# VIP211 Menu guide not filling 16x9?



## gladesteen (Jan 27, 2007)

I have the 211 box and just recently the menu guide doesnt fill the screen. I see a 2-3 inch gap on the right side? It looks like it defaulted back to 4x3 instead of 16x9 widescreen. 
I've tried all the guide options in the menu, but none of them change the aspect ration back to 16x9.

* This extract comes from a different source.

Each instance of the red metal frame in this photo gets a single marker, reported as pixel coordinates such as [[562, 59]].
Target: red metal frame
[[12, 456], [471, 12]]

Anyone know how to fix this??

THANKS!


----------



## khearrean (Mar 24, 2004)

gladesteen said:


> I have the 211 box and just recently the menu guide doesnt fill the screen. I see a 2-3 inch gap on the right side? It looks like it defaulted back to 4x3 instead of 16x9 widescreen.
> I've tried all the guide options in the menu, but none of them change the aspect ration back to 16x9.
> 
> Anyone know how to fix this??
> ...


I have the same problem and can't find any way to change it..

Ken


----------



## gladesteen (Jan 27, 2007)

khearrean said:


> I have the same problem and can't find any way to change it..
> 
> Ken


Ken,

Call up Dish and let them know. When i reported mine, they said it would be up channeled to the senior tech dept. No word on a fix yet.

-Glade


----------



## mxd (Jan 17, 2006)

..and any word about a fix for the bottom line of the guide being cut off?


----------